We work with farmers operating largely outside of the current norm. The vast majority of farm animals in the United States are raised in industrial confinement systems that rely on routine antibiotics, lax environmental and labor regulations, uncompetitive markets and subsidies maximizing supply to the benefit of processors and detriment of producers. Animals are also brought to market just in time, which means that as processing capacity failed, production continued, leaving massive oversupply. The system is so finely tuned that a few weeks’ pause results in animals too big for processing and handling equipment, as well as too late for the projected demand. This is resulting in animals being euthanized and dumped. This is not an indictment of farmers in this system—farmers can only produce for the markets available to them. The way we farm in the United States is a direct product of seeing food through the sole lens of price and profit, and of not demanding better.

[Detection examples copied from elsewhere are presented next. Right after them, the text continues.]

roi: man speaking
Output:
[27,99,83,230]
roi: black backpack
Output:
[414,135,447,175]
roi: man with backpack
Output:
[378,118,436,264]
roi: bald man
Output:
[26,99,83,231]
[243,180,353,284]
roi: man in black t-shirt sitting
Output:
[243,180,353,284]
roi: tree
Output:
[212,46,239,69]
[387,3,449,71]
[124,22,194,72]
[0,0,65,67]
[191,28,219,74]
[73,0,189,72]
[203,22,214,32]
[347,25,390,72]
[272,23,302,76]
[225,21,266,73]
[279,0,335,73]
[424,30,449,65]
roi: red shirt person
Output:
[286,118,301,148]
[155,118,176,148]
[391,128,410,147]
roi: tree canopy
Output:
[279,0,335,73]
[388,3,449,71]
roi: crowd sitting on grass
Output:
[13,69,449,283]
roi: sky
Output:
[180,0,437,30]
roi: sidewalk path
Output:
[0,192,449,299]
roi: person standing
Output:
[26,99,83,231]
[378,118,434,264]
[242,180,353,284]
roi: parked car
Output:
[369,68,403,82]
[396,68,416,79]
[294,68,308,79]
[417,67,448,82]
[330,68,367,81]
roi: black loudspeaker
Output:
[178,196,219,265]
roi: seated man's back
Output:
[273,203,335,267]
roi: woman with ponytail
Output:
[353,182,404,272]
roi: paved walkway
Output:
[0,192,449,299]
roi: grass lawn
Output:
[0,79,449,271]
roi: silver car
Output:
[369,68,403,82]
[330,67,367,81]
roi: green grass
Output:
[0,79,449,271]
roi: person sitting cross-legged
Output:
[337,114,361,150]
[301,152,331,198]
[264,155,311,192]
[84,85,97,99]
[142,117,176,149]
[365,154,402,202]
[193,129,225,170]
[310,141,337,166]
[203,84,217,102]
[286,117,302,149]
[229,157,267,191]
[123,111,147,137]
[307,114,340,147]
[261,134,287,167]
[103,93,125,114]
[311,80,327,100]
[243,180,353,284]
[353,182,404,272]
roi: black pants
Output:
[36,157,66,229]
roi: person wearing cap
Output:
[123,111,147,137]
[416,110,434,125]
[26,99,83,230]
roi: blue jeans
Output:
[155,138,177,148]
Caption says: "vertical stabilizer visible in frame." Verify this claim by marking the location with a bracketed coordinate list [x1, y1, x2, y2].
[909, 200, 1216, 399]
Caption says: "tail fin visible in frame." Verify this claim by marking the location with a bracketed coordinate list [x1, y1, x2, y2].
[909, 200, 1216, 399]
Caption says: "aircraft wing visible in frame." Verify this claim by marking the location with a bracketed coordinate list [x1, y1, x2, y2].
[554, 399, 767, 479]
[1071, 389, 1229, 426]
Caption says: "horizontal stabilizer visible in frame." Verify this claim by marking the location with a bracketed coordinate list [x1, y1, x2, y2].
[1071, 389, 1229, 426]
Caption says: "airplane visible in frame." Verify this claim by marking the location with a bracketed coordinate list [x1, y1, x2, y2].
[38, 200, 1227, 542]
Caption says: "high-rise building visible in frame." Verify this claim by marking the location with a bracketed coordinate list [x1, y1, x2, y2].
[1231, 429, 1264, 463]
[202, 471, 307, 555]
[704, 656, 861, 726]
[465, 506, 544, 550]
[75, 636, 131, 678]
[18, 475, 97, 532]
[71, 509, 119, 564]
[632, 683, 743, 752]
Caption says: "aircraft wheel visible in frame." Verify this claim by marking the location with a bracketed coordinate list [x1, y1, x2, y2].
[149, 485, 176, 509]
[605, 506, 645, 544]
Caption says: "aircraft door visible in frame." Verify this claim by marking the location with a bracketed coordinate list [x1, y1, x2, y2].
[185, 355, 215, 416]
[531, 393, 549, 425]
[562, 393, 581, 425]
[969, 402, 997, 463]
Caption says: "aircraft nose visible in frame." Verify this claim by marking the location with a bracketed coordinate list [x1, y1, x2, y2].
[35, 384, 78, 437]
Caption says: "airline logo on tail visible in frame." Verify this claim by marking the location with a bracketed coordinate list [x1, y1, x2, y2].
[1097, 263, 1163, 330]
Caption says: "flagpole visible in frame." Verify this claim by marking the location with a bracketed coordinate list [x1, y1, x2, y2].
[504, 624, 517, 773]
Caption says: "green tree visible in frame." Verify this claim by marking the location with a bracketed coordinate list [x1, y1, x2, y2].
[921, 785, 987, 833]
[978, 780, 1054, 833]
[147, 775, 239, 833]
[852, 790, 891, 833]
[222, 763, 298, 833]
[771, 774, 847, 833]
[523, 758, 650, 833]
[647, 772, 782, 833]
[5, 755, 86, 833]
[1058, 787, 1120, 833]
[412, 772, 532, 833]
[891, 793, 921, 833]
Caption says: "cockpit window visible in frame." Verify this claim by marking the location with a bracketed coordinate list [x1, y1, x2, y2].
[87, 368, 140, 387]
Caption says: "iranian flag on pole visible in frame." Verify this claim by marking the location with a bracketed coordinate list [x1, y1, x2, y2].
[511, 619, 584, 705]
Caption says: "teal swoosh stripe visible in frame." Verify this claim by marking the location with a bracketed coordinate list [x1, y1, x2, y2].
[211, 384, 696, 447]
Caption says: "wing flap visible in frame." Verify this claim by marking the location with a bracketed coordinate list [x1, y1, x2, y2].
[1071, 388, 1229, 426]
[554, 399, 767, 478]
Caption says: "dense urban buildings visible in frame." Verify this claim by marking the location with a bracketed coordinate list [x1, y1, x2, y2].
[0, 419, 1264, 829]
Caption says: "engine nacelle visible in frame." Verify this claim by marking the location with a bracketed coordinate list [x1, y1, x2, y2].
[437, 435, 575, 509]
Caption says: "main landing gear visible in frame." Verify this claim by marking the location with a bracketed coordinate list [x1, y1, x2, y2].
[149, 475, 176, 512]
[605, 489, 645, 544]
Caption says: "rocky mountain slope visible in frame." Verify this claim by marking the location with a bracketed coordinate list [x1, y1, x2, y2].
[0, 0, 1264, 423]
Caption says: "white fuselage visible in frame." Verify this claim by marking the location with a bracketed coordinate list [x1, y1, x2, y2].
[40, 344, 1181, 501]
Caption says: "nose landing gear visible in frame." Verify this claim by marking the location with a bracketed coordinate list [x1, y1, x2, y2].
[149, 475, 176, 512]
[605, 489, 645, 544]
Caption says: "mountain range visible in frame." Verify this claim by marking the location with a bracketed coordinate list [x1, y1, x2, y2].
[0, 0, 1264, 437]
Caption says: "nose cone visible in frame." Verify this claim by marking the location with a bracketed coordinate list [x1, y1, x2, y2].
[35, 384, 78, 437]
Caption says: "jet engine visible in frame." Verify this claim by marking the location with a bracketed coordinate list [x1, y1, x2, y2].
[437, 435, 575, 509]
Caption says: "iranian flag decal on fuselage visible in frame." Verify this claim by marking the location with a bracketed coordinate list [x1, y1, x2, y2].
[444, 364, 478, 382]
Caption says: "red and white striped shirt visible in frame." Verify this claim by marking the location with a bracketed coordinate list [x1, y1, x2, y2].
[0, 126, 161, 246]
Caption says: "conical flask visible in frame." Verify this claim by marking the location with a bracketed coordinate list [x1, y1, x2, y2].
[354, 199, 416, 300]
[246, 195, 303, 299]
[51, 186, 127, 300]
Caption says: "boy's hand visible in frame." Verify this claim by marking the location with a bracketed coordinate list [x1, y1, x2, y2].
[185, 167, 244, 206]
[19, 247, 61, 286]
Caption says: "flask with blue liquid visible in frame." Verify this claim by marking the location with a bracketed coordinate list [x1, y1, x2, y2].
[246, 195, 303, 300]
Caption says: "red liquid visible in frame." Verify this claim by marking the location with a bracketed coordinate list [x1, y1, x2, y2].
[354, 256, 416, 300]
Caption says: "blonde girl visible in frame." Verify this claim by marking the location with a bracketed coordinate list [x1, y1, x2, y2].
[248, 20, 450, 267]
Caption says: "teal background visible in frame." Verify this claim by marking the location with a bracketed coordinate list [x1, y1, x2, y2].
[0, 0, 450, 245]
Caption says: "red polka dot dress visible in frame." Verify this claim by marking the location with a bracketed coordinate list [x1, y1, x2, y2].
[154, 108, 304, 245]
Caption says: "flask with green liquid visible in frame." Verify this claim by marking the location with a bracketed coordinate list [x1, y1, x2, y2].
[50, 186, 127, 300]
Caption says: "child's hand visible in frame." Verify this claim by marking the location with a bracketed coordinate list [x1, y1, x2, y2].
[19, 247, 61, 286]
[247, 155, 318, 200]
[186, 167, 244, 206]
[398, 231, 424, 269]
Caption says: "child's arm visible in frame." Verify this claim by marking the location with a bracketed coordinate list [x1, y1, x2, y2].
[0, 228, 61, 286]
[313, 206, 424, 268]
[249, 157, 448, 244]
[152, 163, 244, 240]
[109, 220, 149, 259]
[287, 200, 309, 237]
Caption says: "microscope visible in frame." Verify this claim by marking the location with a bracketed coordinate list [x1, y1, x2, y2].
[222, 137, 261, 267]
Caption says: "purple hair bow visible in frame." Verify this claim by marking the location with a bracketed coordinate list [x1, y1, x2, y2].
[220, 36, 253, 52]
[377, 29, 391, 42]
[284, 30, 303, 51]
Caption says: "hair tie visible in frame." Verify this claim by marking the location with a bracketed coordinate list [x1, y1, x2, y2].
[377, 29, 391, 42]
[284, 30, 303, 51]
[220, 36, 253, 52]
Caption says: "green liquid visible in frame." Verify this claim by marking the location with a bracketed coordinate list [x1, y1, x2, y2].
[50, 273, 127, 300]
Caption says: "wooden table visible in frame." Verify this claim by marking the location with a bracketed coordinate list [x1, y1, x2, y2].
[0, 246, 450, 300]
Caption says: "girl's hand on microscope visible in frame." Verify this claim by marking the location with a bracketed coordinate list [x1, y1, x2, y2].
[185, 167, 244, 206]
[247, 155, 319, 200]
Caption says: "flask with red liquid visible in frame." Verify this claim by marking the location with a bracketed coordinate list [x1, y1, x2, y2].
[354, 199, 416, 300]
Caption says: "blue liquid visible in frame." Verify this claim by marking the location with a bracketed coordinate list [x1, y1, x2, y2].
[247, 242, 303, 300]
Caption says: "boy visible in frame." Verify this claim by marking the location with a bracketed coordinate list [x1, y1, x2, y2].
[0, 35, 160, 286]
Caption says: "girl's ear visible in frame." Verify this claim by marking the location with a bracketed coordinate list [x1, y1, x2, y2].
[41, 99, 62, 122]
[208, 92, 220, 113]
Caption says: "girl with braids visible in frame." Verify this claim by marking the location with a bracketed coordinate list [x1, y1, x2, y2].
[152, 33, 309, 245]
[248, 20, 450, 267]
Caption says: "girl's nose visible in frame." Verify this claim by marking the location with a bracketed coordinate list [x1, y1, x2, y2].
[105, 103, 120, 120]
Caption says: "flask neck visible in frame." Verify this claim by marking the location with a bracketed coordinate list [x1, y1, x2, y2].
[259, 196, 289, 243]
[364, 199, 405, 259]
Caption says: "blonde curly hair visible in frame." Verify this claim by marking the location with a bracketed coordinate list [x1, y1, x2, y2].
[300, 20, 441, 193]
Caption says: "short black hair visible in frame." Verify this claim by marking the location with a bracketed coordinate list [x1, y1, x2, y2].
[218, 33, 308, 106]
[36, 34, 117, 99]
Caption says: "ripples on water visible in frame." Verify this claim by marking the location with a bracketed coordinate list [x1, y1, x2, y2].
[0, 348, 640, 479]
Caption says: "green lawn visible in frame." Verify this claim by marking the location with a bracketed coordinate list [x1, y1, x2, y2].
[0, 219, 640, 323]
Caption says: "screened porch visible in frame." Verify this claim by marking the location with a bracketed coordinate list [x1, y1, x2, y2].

The UN’s FAO has called for agroecology as solution for climate change. This is what our farmers do—biodiverse stewardship that protects the environment, supports public health and nourishes rural economies—but these neighbors and environmental stewards are at risk. The most vulnerable part of sustainable agriculture is the part that was just making it into the mainstream—the restaurant suppliers, the school meal suppliers, all those approaching change at the scale we so desperately need. We have just started to see schools serving pasture-raised meats, dairy and eggs from independent, sustainable producers, foods renowned for their nutritional benefits and valued for keeping food dollars in the local community. I am very concerned about these markets and their ability to rebound, unless we fight for them now.

This is a challenging time for sustainable agriculture. Not necessarily on every farm—many are doing what they do every day: raising animals, fruits and vegetables for appreciative communities—but challenging for the trajectory of this movement. And this challenge will require new and honed skills as we navigate a post-pandemic world. Tweaking at the fringes will not work—now or in the future. If we in sustainable agriculture continue to be satisfied with having our impact quarantined to farmers markets and private gardens, we will not make the changes the next generation deserves. I challenge everyone meeting this moment to use it to reimagine the scale of the problems before us, as well as the urgency of their solutions, and face both head-on with clear purpose.